Perhaps it was the locale – Kepler’s — that inspired this week’s reminiscences.  Castle said she first encountered Sontag in 1995 at this very bookshop.  Sontag’s eye fell on book by Temple Grandin,  a high-functioning autistic author who advocated more humane treatment for animals, and whose book, Thinking in Pictures, was all the rage at the time.  “Somebody’s got to take that woman on,”  Terry recalled Susan saying, aggressively.  It was as if Sontag had threatened to take on Mother Teresa, Terry added (“I myself am not a vegetarian…” said Sontag, while going on to tout vegetarian ethics.)

We could never quite be Sontag, though a generation of women mesmerized by her tried and tried and tried.  And perhaps the relief Castle’s short anti-memoir provokes is the realization that, well, Sontag couldn’t quite be Sontag, either.  But the knowing laughter had a bit of unpleasant smugness below the surface.  Was it Sontag’s fault we felt short?   After all, she didn’t ask for the idolatry  … did she?

Castle’s essay inspired more than ire – it inspired international catharsis.  Castle received grateful comminiqués from “people all over the world who had been “insulted, dissed” and had been on the receiving end of “unbelievable” rudeness.

“Desperately Seeking Susan” mentions a beautiful, fawn-like assistant named Oliver – but he was only one in a series.  Another one sent Terry a “stream of consciousness email” that almost jammed Castle’s electronic inbox because of its size.  She learned that Sontag’s former assistants even “had a support group to deal with their emotions.”

One told Terry he had watched Sontag open the envelope with her million-dollar advance for The Volcano Lover.  “It was the first time she had real money,” said Castle. “She collapsed on the floor saying, ‘I don’t deserve this, I don’t deserve this…’”

After “sobbing violently for a minute or so,” the assistant “heard and saw her say, ‘Yes, I do,’ ‘Yes, I do,’ ‘Yes, I do,’ picking herself up off the floor.”

As the Kepler’s kaffeeklatsch broke up, I cornered poet Ken Fields (he, too, had been laughing).  Did he think the merriment had, perhaps, a bit of a bitter  edge?
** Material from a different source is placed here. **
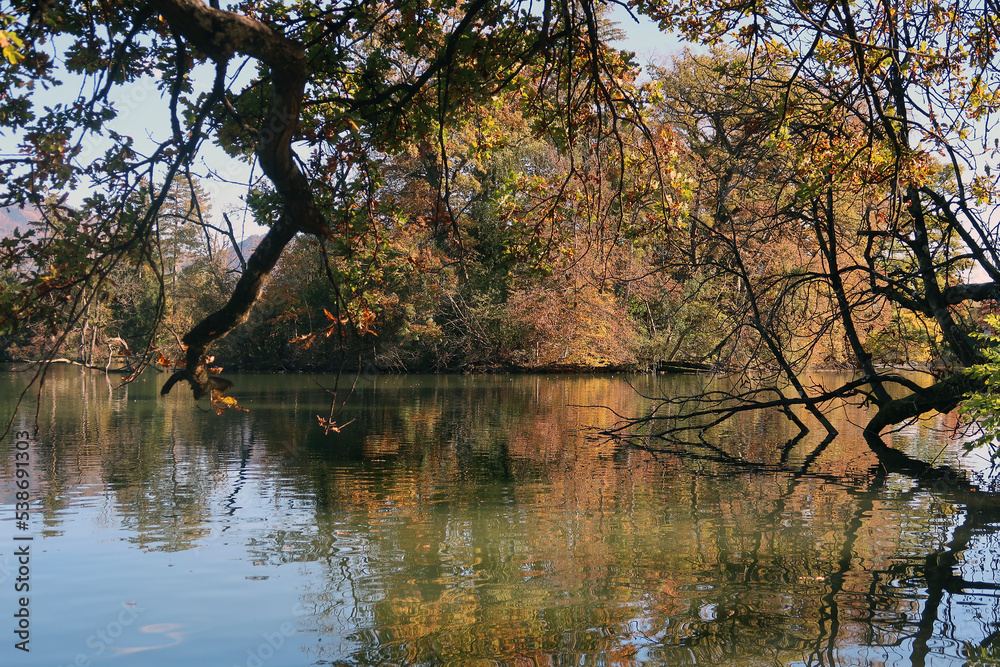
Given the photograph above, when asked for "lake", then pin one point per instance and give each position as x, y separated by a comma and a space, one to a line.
472, 520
Instead of answering directly, Ken launched into a story about a young Stanford-based journalist who had been assigned to interview Sontag.  At one point in the interview, she asked him to turn off the tape recorder.  Off the record, she suggested he ask her if she thought The Volcano Lover, the novel that had become her obsession, was a feminist novel.
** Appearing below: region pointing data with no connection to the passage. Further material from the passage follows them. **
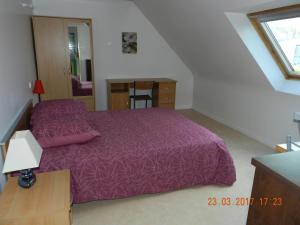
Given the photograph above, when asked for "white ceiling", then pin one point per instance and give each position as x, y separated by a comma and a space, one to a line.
202, 36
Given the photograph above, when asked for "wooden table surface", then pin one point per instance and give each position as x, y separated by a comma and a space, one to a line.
46, 202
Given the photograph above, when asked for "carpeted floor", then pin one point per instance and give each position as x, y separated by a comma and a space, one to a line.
184, 207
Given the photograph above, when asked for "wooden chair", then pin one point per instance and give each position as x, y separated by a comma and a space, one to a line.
142, 85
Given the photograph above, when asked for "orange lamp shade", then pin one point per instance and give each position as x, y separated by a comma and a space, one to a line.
38, 87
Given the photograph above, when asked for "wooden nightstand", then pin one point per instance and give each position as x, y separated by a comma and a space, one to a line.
48, 202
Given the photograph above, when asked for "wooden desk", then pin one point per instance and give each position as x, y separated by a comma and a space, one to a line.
46, 203
164, 92
276, 190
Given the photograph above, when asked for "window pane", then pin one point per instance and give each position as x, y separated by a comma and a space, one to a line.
287, 34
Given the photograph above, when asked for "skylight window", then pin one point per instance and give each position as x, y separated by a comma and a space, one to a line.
280, 30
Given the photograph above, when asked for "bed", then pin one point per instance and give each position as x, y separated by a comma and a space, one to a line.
136, 152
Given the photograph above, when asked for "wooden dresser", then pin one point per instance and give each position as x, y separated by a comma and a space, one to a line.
276, 190
164, 93
47, 202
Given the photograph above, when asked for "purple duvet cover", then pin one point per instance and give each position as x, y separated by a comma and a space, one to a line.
141, 152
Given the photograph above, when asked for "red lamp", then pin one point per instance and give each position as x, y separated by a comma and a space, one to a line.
38, 87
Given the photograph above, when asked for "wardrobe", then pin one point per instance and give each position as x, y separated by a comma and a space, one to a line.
64, 58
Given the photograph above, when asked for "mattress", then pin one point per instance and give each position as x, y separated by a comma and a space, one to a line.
141, 152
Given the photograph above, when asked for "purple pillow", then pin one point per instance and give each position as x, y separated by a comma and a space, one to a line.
64, 130
46, 110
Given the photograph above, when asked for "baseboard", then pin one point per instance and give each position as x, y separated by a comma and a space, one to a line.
230, 124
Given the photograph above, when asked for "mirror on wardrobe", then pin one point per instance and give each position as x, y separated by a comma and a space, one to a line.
79, 41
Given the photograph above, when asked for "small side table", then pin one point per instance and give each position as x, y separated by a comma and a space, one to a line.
47, 202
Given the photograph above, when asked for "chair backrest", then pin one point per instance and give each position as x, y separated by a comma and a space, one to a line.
143, 85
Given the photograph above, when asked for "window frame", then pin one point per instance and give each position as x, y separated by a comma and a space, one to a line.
276, 53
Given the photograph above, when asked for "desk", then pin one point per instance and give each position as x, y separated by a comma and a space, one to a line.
276, 190
164, 92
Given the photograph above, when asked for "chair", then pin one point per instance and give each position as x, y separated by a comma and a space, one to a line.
142, 85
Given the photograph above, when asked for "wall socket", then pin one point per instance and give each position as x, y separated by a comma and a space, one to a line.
297, 116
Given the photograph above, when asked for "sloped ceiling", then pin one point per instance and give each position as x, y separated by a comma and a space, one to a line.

The journalist played along and asked the question.  And got a Sontag outburst as a reward. “That is the stupidest question ever heard!  Of course not!” she exploded, and launched into a tirade.

The interview nevertheless continued.  Again she asked him to stop the recorder.  She suggested he ask a second question.  It was another set-up, with a Sontagian outburst.  It happened a third time to the (by then) hapless, hopelessly browbeaten interviewer.

Ken Fields finished by recounting when Edmund White was a visiting lecturer at Stanford.  During refreshments after a colloquium, Sontag’s name came up in a discussion among White, Fields, and Castle.  Castle described herself as a former friend of Susan.

The visiting author corrected her at once:  “We are all former friends of Susan Sontag.”  Perhaps another support group is needed?

Terry will give another reading tonight, at 7:30 p.m., at Books Inc. in the Castro, and another, at 7:30 p.m. on Tuesday, Feb. 9, at City Lights. Just don’t ask about Susan.